The current parser has lots of issues with parsing different feed formats. The parser of Feeds module was designed a long time ago, when FeedAPI was created, it's not such sleek as well (i remember :) ). Simplepie (http://simplepie.org/) is a huge piece of code. My idea is (at least if we keep aggregator in core :) ), to rewrite aggregator parser based on SimpleXML + XPath.
The basic concept would be the following:

array(
  'title' => array(
    '/xpath/to/title/in/rss',
    '/xpath/to/title/in/atom',
  ),
  'description' => array(
    '/xpath/to/desc/in/rss',
    '/xpath/to/desc/in/atom',
  ),
);

and so on. The hearth of the parser would be a nested array with full of XPathes, maintaining the parser would be like adjusting the elements of the array. And then the parser just has to iterate over the array, trying to fetch the items+properties in order.
There are problems of course: handle namespaces, is simplexml xpath support good enough to do everything?

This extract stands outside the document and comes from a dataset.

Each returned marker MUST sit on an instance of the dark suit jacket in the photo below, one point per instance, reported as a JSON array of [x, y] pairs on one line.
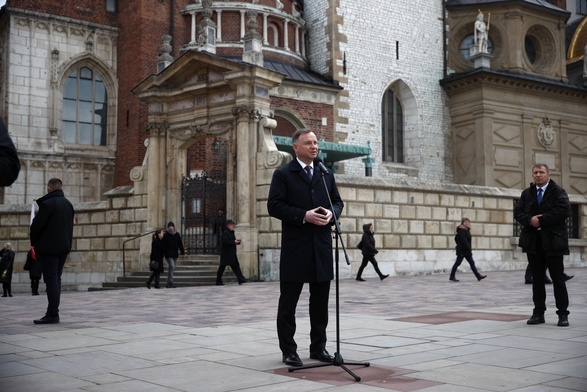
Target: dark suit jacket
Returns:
[[228, 248], [306, 249], [555, 209], [9, 162]]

If aggregator won't be cleaned out, i'm happy to provide patches as well in the near future.

CommentFileSizeAuthor
#2 1268232_xpath_parser-2.patch10.59 KBaron novak

Comments

twistor’s picture

Simplepie is a huge piece of code for a reason :). Why not determine the feed type beforehand and parse based on that? I definitely support rewriting the parser if we can't get something like simplepie in core. Simplepie's license seems prohibitive of this, but there are alternatives.

aron novak’s picture

StatusFileSize
new10.59 KB

My main goal would be to implement something at least as good what we currently have, but in a more elegant way.
Some of the patch below are not ironed out, can be simplified and also it causes loss of functionality (images for example).

aron novak’s picture

if we have something like this, we could drop http://api.drupal.org/api/drupal/includes--unicode.inc/function/drupal_x... as well.

aron novak’s picture

Status: Active » Needs work
twistor’s picture

Status: Needs work » Closed (won't fix)

Closing this since we have a bonafide RSS/Atom in core.